MiR-628 reduces prostate cancer proliferation and invasion via the FGFR2 signaling pathway.

Abstract

Recently, microRNA (miR)-628 was identified as a potential biomarker for several types of cancer, including prostate cancer (PCa). The aim of the present study was to investigate miR-628 expression and its underlying mechanism in PCa cell proliferation and invasion and the fibroblast growth factor receptor 2 (FGFR2) signaling pathway. The serum expression levels of miR-628, prostate-specific antigen, fibroblast growth factor 1, and FGFR2 were examined in patients with PCa. The relative expression levels of miR-628 and FGFR2 were determined by reverse transcription-quantitative polymerase chain reaction in PCa cells following transfection with miR-628-5p mimic or inhibitor. In addition, the protein expression level of FGFR2 was examined by western blot analysis following transfection with miR-628-5p mimic or inhibitor. Following bioinformatics analysis, dual-luciferase reporter assay was used to confirm the direct interaction between miR-628 and FGFR2. The current study demonstrated that the protein expression level of FGFR2 decreased following transfection with miR-628-5p mimic and increased following transfection with miR-628-5p inhibitor.

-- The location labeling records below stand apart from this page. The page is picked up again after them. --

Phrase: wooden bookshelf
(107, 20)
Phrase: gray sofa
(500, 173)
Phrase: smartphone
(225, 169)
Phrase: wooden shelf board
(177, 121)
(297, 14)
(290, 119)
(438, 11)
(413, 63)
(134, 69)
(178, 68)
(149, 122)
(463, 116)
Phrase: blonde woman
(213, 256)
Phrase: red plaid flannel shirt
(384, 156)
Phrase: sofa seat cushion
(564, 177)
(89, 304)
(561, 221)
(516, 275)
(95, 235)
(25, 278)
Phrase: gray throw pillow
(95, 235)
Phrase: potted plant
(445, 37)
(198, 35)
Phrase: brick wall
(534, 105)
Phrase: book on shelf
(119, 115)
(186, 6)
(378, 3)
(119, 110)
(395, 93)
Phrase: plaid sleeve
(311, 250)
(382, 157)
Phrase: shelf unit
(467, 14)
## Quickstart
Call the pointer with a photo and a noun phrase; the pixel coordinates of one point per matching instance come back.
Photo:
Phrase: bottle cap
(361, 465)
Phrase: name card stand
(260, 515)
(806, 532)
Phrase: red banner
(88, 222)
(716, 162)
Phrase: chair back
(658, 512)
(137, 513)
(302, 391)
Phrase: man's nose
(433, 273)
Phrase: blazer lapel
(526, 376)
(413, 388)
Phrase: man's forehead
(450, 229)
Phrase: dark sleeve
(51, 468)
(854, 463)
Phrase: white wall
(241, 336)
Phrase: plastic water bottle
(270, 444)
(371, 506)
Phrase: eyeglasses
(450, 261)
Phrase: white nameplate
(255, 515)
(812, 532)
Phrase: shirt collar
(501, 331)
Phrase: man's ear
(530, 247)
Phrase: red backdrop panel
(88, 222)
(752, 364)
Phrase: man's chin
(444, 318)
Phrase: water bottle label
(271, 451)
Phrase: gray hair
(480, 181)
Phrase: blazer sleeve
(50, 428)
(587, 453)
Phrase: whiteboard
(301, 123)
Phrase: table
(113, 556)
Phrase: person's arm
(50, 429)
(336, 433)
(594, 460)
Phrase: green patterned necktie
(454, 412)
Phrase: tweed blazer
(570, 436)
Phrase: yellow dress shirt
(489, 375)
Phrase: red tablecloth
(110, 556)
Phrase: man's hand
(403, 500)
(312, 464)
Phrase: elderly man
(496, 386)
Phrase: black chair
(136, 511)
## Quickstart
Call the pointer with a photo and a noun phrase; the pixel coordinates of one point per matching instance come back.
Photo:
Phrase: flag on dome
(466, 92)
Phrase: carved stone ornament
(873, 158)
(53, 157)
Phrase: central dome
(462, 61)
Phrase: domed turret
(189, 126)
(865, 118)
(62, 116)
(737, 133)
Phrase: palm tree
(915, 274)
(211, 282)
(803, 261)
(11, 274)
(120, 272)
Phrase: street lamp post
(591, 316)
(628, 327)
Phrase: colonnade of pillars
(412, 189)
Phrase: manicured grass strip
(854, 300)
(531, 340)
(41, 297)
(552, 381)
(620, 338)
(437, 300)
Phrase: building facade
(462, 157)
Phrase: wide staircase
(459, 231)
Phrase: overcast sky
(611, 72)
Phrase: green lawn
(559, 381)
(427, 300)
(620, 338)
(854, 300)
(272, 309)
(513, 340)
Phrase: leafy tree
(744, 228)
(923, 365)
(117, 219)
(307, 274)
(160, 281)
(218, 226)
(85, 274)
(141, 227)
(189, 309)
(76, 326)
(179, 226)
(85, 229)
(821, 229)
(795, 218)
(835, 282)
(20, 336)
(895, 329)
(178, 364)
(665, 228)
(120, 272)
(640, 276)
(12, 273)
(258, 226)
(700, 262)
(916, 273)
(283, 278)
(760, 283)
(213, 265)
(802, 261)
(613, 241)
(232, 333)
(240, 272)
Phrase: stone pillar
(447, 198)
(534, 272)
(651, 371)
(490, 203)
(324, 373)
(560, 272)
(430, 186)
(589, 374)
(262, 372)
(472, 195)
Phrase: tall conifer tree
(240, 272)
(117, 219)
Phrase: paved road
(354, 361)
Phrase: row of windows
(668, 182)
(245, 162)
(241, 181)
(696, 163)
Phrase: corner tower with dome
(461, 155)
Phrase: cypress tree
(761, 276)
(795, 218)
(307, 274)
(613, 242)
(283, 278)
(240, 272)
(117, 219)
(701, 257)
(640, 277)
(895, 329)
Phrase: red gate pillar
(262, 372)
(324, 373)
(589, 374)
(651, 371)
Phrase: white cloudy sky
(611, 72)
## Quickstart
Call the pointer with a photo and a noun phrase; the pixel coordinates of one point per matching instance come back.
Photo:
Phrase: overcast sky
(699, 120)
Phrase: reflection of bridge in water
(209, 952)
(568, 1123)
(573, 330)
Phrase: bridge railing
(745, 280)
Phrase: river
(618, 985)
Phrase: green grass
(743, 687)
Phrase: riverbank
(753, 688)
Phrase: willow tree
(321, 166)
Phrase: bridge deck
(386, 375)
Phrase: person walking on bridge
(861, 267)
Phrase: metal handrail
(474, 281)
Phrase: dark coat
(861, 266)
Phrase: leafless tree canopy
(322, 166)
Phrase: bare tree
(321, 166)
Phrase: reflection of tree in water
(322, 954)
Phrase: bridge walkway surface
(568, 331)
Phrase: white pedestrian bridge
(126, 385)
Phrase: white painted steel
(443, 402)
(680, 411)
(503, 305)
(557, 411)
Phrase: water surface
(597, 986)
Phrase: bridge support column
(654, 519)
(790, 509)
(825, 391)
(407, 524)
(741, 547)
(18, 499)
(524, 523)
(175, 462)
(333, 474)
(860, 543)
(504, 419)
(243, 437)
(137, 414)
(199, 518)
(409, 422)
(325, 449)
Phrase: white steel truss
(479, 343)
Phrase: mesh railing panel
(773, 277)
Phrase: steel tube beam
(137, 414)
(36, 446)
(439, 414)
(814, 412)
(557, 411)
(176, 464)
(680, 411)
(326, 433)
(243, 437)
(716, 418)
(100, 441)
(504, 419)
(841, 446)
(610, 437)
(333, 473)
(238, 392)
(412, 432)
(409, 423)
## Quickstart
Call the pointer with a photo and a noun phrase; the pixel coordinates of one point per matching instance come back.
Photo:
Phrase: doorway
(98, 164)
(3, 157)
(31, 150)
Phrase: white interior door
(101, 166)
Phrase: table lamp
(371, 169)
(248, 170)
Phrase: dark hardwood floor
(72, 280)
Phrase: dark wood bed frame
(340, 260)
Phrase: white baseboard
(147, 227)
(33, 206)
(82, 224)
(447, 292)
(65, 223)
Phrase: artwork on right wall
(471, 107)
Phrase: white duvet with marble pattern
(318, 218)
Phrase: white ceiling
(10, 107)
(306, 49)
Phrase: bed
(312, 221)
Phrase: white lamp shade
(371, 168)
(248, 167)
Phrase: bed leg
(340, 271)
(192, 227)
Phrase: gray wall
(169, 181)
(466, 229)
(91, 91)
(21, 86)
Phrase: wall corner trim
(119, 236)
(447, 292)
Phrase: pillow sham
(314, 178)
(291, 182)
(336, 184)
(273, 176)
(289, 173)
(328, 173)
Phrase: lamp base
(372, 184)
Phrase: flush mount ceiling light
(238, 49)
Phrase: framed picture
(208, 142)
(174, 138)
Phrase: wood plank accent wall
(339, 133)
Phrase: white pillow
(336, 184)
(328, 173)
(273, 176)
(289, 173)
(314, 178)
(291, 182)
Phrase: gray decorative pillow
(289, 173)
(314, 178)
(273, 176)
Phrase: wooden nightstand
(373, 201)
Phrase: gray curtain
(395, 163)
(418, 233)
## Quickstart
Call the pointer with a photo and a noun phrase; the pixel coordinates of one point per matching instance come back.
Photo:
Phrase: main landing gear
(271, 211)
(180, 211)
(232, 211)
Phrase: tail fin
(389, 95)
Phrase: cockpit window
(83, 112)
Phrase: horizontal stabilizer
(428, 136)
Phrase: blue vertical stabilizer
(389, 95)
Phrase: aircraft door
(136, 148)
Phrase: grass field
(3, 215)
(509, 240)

Similarly, the proliferation and invasion of PCa cells were significantly enhanced following transfection with miR-628-5p inhibitor. By contrast, the proliferation and invasion of PCa cells were significantly inhibited following transfection with miR-628 mimic. Therefore, downregulating the expression level of miR-628 may increase the expression level of FGF in PCa, thereby promoting tumor proliferation and invasion. In conclusion, the FGF signaling pathway may be involved in promoting PCa cell proliferation and invasion. miR-628 may be a potential therapeutic target for patients with PCa.